Second, we will finalize the study of the pivotal moment of differentiation. We must confirm how the HetP protein, by interacting with the regulator PatB, acts as a molecular switch to definitively initiate the specialization program. This will involve a combination of genetics, computational modeling, and direct tests in the bacterium.

Third, we will explore other key players in the system. For example, the function of the membrane protein PatN, which dictates the candidate state for differentiation, remains a mystery. By applying the methods we have developed, we will be able to determine its role and begin to reconstruct the complete network of cellular machinery that builds a specialized cell.
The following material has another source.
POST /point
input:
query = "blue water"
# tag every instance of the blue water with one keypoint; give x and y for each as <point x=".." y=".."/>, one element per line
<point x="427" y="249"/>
Finally, these discoveries offer potential perspectives in applied research. The expertise and genetic tools we have developed, particularly in genome analysis and editing, constitute a valuable toolbox. We can now use them to study many other essential processes in cyanobacteria and microalgae, organisms of major interest for biotechnology. This fundamental research pathway can thus inspire the engineering of metabolic pathways or communication systems in these photosynthetic organisms, with potential benefits in biotechnology and environmental science.
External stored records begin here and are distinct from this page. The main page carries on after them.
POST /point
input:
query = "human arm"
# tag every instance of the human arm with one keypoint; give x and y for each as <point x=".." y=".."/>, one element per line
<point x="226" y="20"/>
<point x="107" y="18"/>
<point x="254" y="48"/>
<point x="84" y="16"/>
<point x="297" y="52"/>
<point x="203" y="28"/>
Under nitrogen-limiting conditions, the multicellular and diazotrophic cyanobacterium Nostoc PCC 7120 differentiate ~10% of its cells to become specialized nitrogen-fixing heterocysts. The decision to commit into terminal differentiated cells occurs ~13 h after the induction of differentiation. While the initiation of this process is rather well understood, the mechanisms that govern the transition to final commitment and to maturation are still unknown. In the Fun-Date project, we aim at addressing this point by elucidating the interplay between an ABC-transporter (HetC), HetP and a transcriptional regulator (PatB). Our hypothesis is that the transporter HetC modulates the activity of PatB, and therefore gene expression, through the transport of HetP which otherwise inhibits PatB. Genetic and biochemical approaches will be used to analyze the functional interactions between the three proteins, highlighting the role of this network to achieve terminal differentiation.